Damon Rocco's Developer Blog

Thursday, March 31, 2011

Adding Game Objects

This week I've been spending my time on implementing some simple objects into the game in preparation for my beta review next Tuesday. For the beta I will only be using simple primitive shapes (cube, sphere, and cylinder) but I'll eventually be adding in .obj support so that users can load in custom objects.

Here are some simple screen caps of the objects. I've set up some simple generic lighting to give the objects a little dimension, but shaders/textures will be a post beta feature.

A couple of cubes


Cubes are joined by their friend the sphere

I've also been working with the OpenNI/PrimeSense frame works to get input ready for beta. I'm working on getting it to the point where the interactions are exactly what I want for the final version (i.e. intuitive grabbing and moving/rotating). If I can't get that up and running in time I'm also considering a gesture based interface, where the user will make gestures with their hands which will change the mode of the program to allow different types of manipulation.

Thursday, March 24, 2011

Simplifying Input with OpenNI and PrimeSense

I'm got back from break very refreshed and ready to dive back into this project. I started work on integrating OpenNI to do the hand tracking for my application (as per my design), and discovered that I was grossly underestimating the power of the OpenNI libraries. I had to reorganize my software design significantly, but I think that my new design is much simpler and is based on only two third-party libraries now: OpenNI and DirectX (technically three since I'm still using pthreads).

I've been able to cut out fdlib completely, which I wanted since the beginning as it is closed source and proprietary (but was good for getting quick results). OpenNI has a skeletal tracking system very similar to the Microsoft SDK (I'm assuming) which lets me not only get head position, but also rotation, which will make the headtracking display much more accurate and intuitive for the user. I've also replaced libfreenect with alternative drivers from PrimeSense that work with OpenNI's data node architecture, so that OpenNI can pull the information from the device instead of my having to feed the information too it. Overall this significantly simplifies my program flow, and will make it much easier to troubleshoot issues with input etc.

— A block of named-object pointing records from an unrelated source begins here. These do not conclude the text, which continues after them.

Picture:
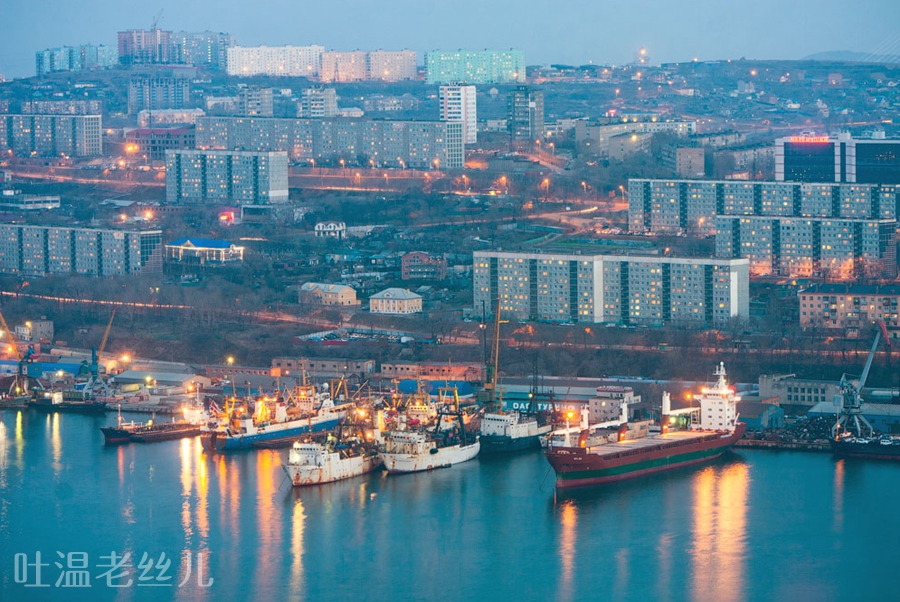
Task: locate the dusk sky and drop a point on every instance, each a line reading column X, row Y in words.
column 572, row 32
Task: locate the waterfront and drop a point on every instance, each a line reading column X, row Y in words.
column 756, row 525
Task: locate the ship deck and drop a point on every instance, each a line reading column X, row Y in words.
column 656, row 440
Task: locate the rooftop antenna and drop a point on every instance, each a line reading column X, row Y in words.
column 156, row 19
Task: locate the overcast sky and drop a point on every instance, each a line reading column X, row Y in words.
column 549, row 31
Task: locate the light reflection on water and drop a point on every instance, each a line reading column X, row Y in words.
column 568, row 518
column 719, row 535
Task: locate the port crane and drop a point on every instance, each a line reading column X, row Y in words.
column 851, row 418
column 93, row 369
column 494, row 367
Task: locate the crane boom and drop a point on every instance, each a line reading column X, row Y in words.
column 495, row 354
column 865, row 374
column 12, row 340
column 106, row 333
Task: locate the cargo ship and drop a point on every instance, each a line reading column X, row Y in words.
column 883, row 448
column 608, row 453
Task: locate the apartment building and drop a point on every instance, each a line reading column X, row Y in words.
column 50, row 250
column 242, row 177
column 616, row 289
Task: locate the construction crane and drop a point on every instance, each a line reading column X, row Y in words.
column 851, row 418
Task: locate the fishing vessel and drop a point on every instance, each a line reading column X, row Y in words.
column 152, row 431
column 53, row 401
column 608, row 453
column 240, row 426
column 877, row 448
column 311, row 463
column 407, row 450
column 512, row 431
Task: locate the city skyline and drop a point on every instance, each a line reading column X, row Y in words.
column 570, row 33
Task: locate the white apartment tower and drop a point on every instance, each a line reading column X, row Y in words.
column 318, row 103
column 458, row 104
column 282, row 61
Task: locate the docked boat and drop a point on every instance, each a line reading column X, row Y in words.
column 239, row 428
column 311, row 463
column 877, row 448
column 152, row 431
column 512, row 431
column 17, row 402
column 408, row 450
column 611, row 453
column 52, row 401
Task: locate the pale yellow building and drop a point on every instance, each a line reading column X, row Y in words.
column 339, row 295
column 395, row 301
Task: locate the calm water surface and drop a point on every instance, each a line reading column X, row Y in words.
column 756, row 525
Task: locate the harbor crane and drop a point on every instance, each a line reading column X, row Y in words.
column 851, row 418
column 494, row 367
column 93, row 369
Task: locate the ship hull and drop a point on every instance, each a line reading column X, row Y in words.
column 398, row 463
column 873, row 450
column 154, row 435
column 503, row 444
column 74, row 407
column 115, row 436
column 306, row 475
column 220, row 441
column 576, row 467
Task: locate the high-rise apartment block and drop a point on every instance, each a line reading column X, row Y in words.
column 475, row 67
column 243, row 177
column 344, row 67
column 145, row 47
column 281, row 61
column 849, row 306
column 50, row 250
column 202, row 49
column 415, row 144
column 690, row 206
column 153, row 93
column 619, row 289
column 75, row 58
column 391, row 65
column 457, row 103
column 840, row 231
column 837, row 159
column 254, row 101
column 525, row 113
column 51, row 135
column 839, row 249
column 318, row 103
column 63, row 107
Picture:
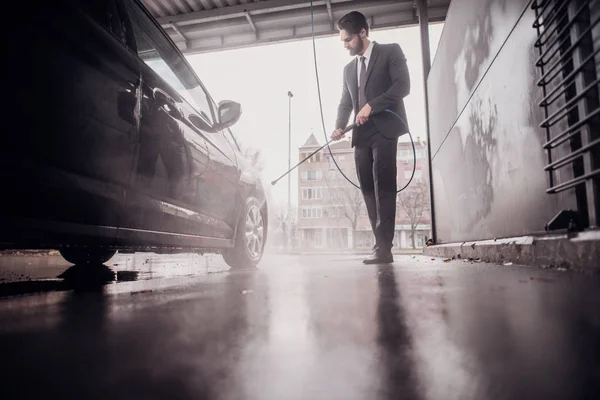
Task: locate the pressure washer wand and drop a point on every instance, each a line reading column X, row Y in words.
column 348, row 128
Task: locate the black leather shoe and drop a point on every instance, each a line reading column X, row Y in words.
column 380, row 257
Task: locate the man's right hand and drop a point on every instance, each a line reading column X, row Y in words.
column 337, row 134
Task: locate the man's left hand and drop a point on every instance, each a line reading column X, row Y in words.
column 363, row 116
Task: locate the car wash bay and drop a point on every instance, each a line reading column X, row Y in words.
column 298, row 327
column 326, row 326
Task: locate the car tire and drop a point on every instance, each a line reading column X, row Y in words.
column 251, row 235
column 84, row 255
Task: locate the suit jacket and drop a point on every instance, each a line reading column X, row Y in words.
column 387, row 83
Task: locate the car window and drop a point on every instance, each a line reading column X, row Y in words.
column 158, row 53
column 105, row 13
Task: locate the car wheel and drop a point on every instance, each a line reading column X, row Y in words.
column 250, row 237
column 85, row 255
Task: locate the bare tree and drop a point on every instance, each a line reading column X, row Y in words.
column 345, row 202
column 415, row 203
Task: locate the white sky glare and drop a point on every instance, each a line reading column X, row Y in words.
column 260, row 77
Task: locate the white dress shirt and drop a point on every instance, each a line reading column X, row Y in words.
column 367, row 56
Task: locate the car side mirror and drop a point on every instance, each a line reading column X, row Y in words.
column 229, row 113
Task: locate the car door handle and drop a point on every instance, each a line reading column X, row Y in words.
column 167, row 103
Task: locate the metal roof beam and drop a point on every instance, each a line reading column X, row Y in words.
column 226, row 42
column 239, row 11
column 178, row 32
column 330, row 13
column 249, row 18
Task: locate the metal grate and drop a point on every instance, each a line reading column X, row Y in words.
column 568, row 39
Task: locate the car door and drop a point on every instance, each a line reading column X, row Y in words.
column 79, row 141
column 224, row 175
column 176, row 156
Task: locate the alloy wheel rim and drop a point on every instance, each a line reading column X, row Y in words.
column 254, row 231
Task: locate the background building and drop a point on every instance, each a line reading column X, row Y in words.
column 332, row 213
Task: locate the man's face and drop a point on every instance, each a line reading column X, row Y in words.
column 352, row 42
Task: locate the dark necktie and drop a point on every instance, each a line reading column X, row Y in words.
column 362, row 97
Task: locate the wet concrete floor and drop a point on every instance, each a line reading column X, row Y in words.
column 299, row 327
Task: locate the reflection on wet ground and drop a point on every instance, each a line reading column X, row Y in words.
column 299, row 327
column 26, row 275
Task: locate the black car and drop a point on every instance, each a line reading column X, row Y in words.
column 111, row 142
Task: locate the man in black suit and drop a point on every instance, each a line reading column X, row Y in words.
column 376, row 80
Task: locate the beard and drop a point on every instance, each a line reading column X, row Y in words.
column 358, row 49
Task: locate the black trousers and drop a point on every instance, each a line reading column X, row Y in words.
column 376, row 168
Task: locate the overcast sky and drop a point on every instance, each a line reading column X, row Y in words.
column 260, row 77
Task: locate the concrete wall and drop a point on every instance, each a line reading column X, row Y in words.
column 487, row 154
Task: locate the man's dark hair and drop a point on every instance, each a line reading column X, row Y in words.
column 353, row 23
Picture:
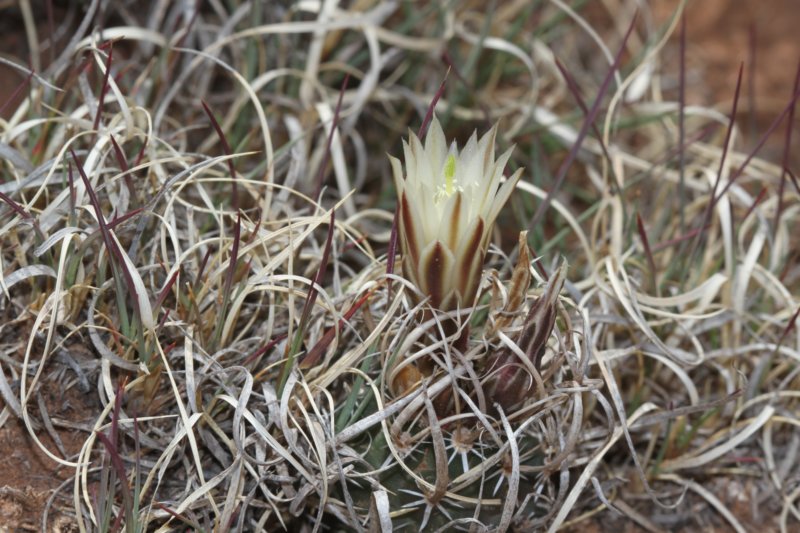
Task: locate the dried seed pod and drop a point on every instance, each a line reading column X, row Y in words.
column 509, row 381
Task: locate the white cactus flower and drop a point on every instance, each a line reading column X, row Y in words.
column 448, row 202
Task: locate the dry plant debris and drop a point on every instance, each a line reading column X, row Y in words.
column 198, row 233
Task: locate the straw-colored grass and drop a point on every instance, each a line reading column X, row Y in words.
column 202, row 200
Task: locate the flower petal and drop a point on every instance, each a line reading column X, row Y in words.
column 435, row 270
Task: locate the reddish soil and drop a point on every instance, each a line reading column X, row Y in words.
column 720, row 35
column 28, row 476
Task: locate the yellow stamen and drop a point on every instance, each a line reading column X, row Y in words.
column 449, row 172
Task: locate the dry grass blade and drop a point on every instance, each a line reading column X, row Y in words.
column 202, row 334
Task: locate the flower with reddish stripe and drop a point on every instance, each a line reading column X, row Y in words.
column 448, row 203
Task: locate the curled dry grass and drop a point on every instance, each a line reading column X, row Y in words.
column 183, row 196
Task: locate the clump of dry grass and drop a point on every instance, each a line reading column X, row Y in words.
column 202, row 198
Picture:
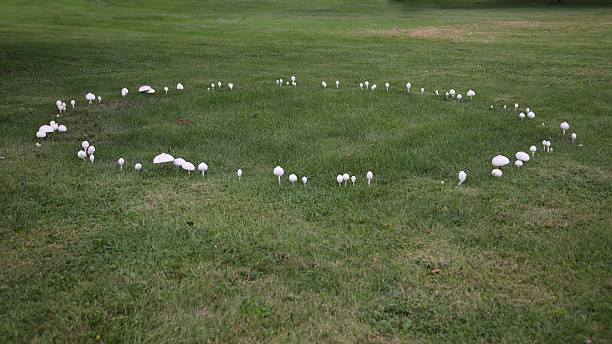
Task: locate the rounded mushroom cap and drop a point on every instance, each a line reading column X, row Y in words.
column 522, row 156
column 187, row 166
column 500, row 160
column 163, row 158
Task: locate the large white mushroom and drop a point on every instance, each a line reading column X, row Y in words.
column 522, row 156
column 90, row 97
column 500, row 161
column 564, row 126
column 462, row 176
column 203, row 167
column 278, row 172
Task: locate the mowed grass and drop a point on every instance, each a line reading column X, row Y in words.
column 88, row 250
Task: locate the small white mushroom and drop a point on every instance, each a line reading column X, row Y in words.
column 462, row 176
column 278, row 172
column 203, row 167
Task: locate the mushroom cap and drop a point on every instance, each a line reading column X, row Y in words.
column 179, row 162
column 187, row 166
column 522, row 156
column 462, row 176
column 163, row 158
column 500, row 160
column 278, row 171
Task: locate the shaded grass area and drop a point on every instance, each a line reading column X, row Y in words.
column 89, row 250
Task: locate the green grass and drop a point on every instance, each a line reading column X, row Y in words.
column 88, row 250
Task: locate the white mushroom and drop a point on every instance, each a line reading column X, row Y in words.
column 203, row 167
column 522, row 156
column 278, row 172
column 462, row 176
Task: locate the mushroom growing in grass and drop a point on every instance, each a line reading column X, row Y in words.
column 462, row 176
column 202, row 167
column 345, row 178
column 187, row 166
column 162, row 159
column 339, row 179
column 518, row 164
column 522, row 156
column 564, row 126
column 500, row 161
column 278, row 172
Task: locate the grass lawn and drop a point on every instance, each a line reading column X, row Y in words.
column 89, row 250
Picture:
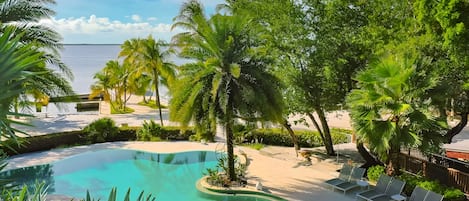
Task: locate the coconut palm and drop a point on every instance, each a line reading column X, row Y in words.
column 388, row 112
column 16, row 60
column 149, row 57
column 24, row 15
column 229, row 78
column 113, row 82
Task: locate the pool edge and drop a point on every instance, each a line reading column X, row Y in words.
column 203, row 187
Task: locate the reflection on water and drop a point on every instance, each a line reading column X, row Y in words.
column 30, row 175
column 164, row 175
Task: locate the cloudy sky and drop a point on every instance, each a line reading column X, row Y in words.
column 114, row 21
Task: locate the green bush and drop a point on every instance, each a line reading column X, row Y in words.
column 101, row 130
column 374, row 172
column 150, row 131
column 450, row 193
column 280, row 137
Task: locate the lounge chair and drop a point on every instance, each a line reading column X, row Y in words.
column 432, row 196
column 344, row 176
column 395, row 188
column 357, row 174
column 380, row 189
column 418, row 194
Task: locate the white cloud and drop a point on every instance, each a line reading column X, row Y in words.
column 136, row 18
column 101, row 30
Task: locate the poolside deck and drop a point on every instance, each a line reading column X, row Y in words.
column 277, row 168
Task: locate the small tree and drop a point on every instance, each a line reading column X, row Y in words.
column 387, row 109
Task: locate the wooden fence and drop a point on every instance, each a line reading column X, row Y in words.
column 441, row 169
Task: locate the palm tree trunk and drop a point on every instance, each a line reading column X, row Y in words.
column 229, row 149
column 393, row 166
column 157, row 95
column 458, row 128
column 370, row 160
column 316, row 125
column 296, row 144
column 327, row 133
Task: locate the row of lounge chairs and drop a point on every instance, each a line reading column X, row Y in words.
column 387, row 188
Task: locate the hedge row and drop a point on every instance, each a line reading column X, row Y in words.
column 74, row 138
column 280, row 137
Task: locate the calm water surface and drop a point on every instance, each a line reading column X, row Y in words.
column 169, row 176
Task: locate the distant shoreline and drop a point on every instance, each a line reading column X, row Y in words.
column 87, row 44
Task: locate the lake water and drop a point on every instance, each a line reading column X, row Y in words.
column 85, row 61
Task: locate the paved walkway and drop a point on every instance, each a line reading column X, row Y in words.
column 277, row 168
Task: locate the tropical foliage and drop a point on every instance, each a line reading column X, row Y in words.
column 149, row 59
column 16, row 62
column 23, row 16
column 229, row 78
column 113, row 83
column 389, row 110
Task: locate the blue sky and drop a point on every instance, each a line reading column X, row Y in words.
column 114, row 21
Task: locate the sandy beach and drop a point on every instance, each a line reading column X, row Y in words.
column 278, row 168
column 289, row 179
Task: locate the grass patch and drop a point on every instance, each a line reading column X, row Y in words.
column 256, row 146
column 151, row 104
column 126, row 110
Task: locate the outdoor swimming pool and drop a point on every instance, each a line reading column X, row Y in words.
column 166, row 176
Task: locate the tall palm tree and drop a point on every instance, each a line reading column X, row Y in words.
column 113, row 82
column 24, row 15
column 229, row 78
column 16, row 60
column 388, row 112
column 149, row 57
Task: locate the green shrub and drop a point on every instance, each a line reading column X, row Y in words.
column 101, row 130
column 256, row 146
column 280, row 137
column 374, row 172
column 453, row 194
column 450, row 193
column 150, row 131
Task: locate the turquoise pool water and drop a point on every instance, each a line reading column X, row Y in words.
column 167, row 176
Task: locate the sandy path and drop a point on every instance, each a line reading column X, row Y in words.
column 279, row 170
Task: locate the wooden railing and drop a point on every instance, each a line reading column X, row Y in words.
column 436, row 170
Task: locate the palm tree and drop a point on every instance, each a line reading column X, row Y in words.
column 148, row 57
column 388, row 112
column 16, row 60
column 113, row 82
column 229, row 79
column 24, row 15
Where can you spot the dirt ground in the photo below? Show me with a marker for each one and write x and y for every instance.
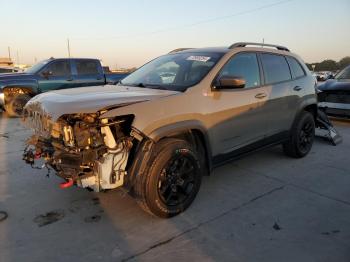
(265, 207)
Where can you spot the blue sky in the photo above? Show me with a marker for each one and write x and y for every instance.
(129, 33)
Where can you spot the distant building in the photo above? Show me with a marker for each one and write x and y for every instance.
(5, 61)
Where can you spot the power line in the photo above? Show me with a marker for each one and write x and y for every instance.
(192, 24)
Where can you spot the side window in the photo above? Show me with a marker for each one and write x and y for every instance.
(243, 65)
(87, 67)
(295, 67)
(59, 68)
(275, 68)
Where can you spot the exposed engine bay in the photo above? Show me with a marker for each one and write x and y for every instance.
(82, 148)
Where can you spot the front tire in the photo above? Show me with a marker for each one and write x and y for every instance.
(302, 136)
(172, 181)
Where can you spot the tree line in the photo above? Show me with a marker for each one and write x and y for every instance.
(330, 65)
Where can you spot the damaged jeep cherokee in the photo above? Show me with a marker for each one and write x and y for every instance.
(173, 120)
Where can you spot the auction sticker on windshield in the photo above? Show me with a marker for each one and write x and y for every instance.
(198, 58)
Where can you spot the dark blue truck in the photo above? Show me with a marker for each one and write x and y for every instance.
(51, 74)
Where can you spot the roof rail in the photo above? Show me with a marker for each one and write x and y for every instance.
(179, 49)
(244, 44)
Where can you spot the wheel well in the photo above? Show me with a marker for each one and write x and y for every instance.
(312, 109)
(196, 138)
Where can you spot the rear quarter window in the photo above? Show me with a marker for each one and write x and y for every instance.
(87, 67)
(275, 68)
(295, 67)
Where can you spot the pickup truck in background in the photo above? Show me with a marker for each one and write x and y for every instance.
(52, 74)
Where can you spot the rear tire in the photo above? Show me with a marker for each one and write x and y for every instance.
(302, 136)
(14, 105)
(172, 180)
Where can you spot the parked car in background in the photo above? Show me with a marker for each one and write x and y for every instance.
(323, 75)
(334, 94)
(52, 74)
(173, 120)
(8, 69)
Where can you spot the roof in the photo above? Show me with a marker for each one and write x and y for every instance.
(223, 50)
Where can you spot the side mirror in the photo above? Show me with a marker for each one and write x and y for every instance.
(46, 74)
(229, 82)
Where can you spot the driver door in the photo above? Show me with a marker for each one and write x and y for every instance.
(237, 115)
(56, 75)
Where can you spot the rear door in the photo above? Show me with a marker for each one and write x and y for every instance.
(282, 102)
(88, 72)
(56, 75)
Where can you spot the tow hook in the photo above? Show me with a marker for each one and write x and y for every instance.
(69, 182)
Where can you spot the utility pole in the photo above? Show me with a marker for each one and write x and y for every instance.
(17, 58)
(68, 46)
(9, 50)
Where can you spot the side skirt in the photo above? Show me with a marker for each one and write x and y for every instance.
(276, 139)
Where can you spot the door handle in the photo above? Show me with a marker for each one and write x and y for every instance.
(260, 95)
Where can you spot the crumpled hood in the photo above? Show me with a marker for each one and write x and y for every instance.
(90, 99)
(335, 85)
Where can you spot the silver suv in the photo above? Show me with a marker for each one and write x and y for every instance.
(173, 120)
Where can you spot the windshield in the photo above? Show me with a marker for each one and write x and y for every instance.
(344, 74)
(37, 67)
(174, 72)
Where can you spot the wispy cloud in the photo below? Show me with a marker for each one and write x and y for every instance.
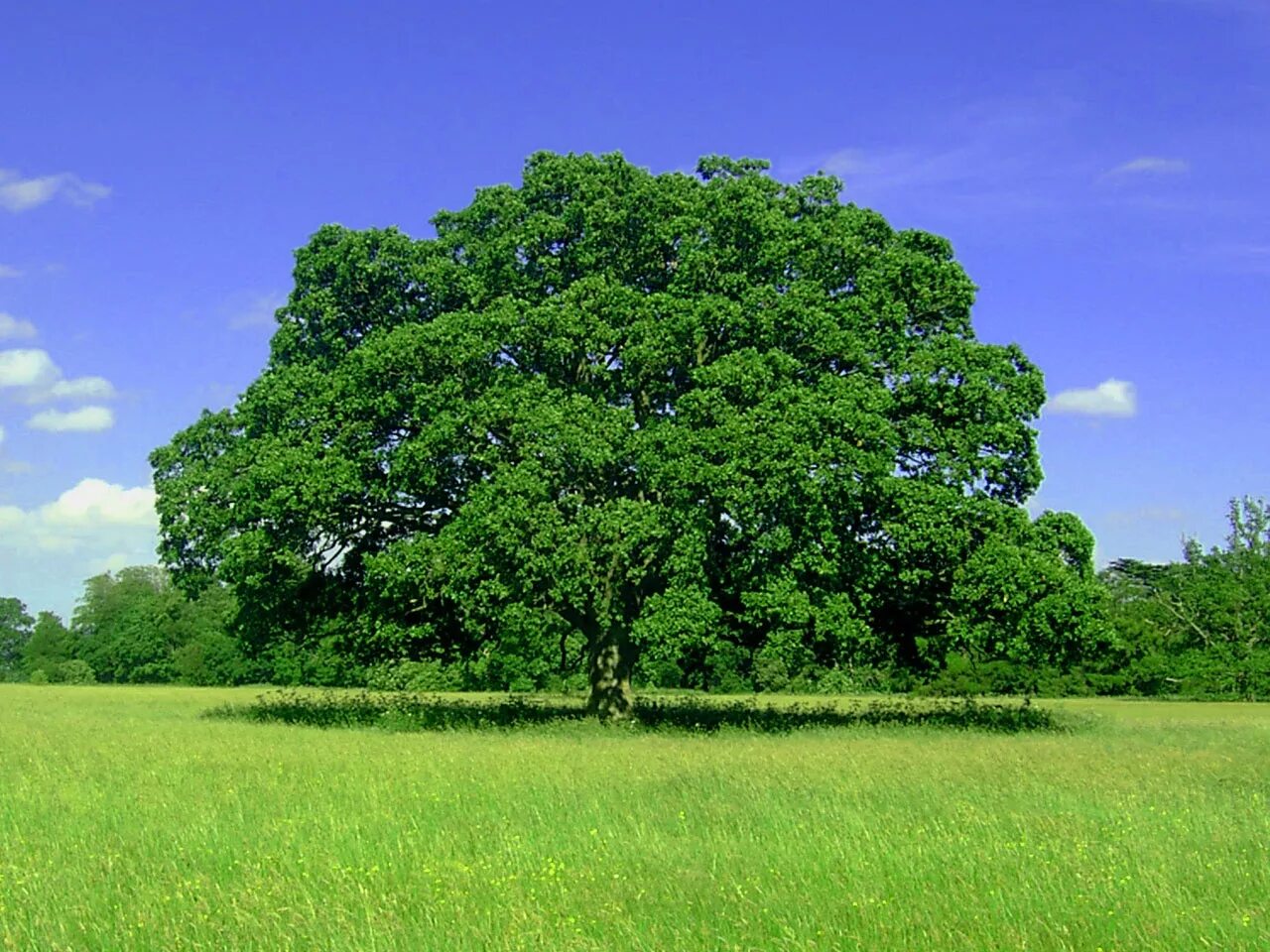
(86, 419)
(1147, 515)
(1111, 398)
(93, 517)
(998, 157)
(81, 389)
(21, 194)
(1150, 166)
(14, 329)
(36, 379)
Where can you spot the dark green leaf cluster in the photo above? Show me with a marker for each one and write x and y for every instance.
(635, 424)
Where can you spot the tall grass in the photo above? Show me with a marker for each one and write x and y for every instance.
(130, 823)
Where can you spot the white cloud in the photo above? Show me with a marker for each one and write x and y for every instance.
(19, 194)
(13, 327)
(81, 389)
(48, 551)
(95, 502)
(39, 380)
(27, 368)
(86, 419)
(1151, 166)
(1111, 398)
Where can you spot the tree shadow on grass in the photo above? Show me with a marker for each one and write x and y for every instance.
(422, 712)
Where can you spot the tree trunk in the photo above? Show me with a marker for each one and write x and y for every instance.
(611, 661)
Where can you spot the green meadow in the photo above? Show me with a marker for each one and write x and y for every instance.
(128, 821)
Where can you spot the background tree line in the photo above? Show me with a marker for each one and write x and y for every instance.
(1196, 627)
(610, 428)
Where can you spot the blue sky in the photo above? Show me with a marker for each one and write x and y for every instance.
(1101, 168)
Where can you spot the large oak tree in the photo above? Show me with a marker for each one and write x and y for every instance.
(620, 414)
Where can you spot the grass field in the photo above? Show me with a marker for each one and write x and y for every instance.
(130, 823)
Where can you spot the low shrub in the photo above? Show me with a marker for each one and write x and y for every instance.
(414, 712)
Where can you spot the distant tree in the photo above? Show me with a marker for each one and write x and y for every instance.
(49, 648)
(1206, 617)
(16, 627)
(620, 419)
(1030, 595)
(135, 626)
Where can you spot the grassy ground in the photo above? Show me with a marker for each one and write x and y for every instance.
(130, 823)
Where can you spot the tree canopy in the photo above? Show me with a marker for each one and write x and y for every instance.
(630, 421)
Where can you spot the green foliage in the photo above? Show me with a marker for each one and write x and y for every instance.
(135, 626)
(73, 671)
(412, 712)
(430, 675)
(1201, 626)
(16, 627)
(49, 648)
(631, 424)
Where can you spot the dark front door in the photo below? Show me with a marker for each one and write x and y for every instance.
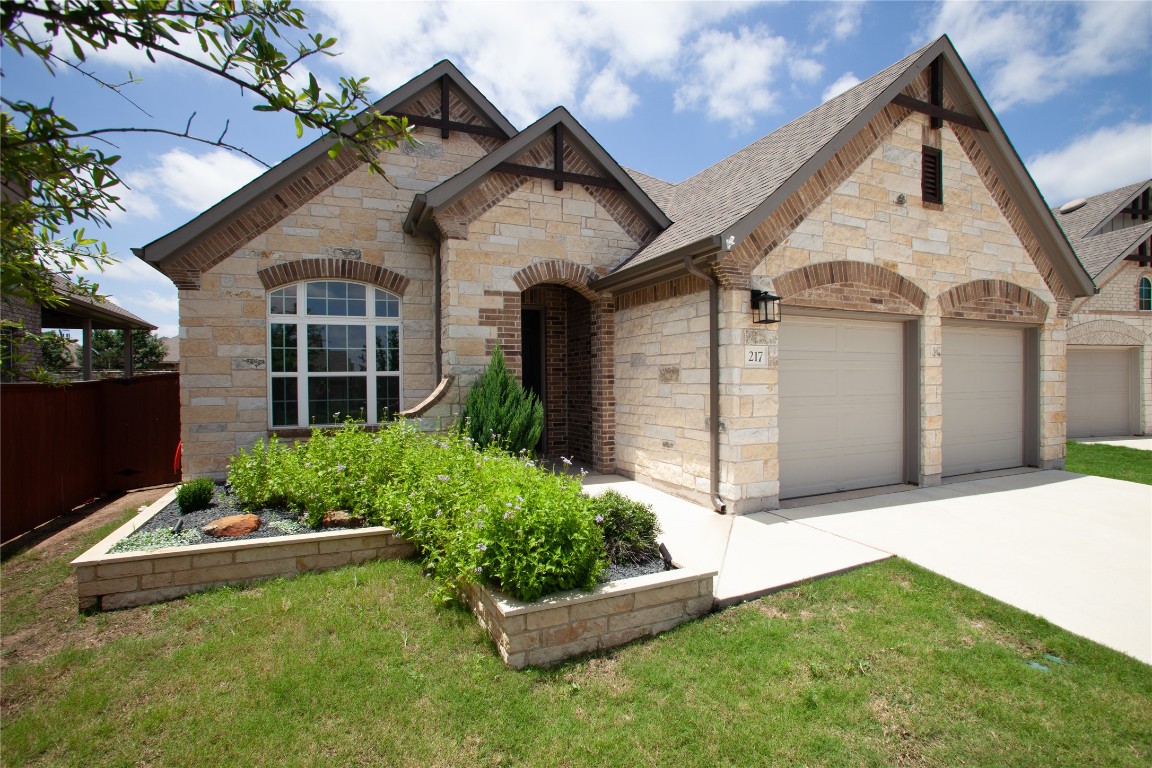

Here are a couple of screenshots showing OpenNI in action:

Skeletal tracking being shown. Note the placement of the head joint is exactly where I will be positioning my camera to create the virtual window effect.

OpenNI's hand tracking. The white dot is showing where OpenNI is perceiving my palm to be.

I've also been working on the system for adding and manipulating objects in the world, but that sadly does not have shiny screen shots at the moment.

Self-Review

As part of this blog post I've been asked to perform a self-review of my progress thus far.

I've been making steady progress in setting up the Kinect as an input device. I've had several setbacks and redesigns, but on the whole I've succeeded in getting the information I need out of the Kinect. I now have everything working the way I want, and I'm confident that I shouldn't have any more major problems (famous last words I know) in terms of the Kinect.

My progress with the actual application mechanics however has been lagging because of all the focus I've given getting the Kinect to work. I really need to focus on getting some of the basic mechanics in during the next two weeks because I would like to have a simple playable demo by the beta review period, and currently all I have is unused input.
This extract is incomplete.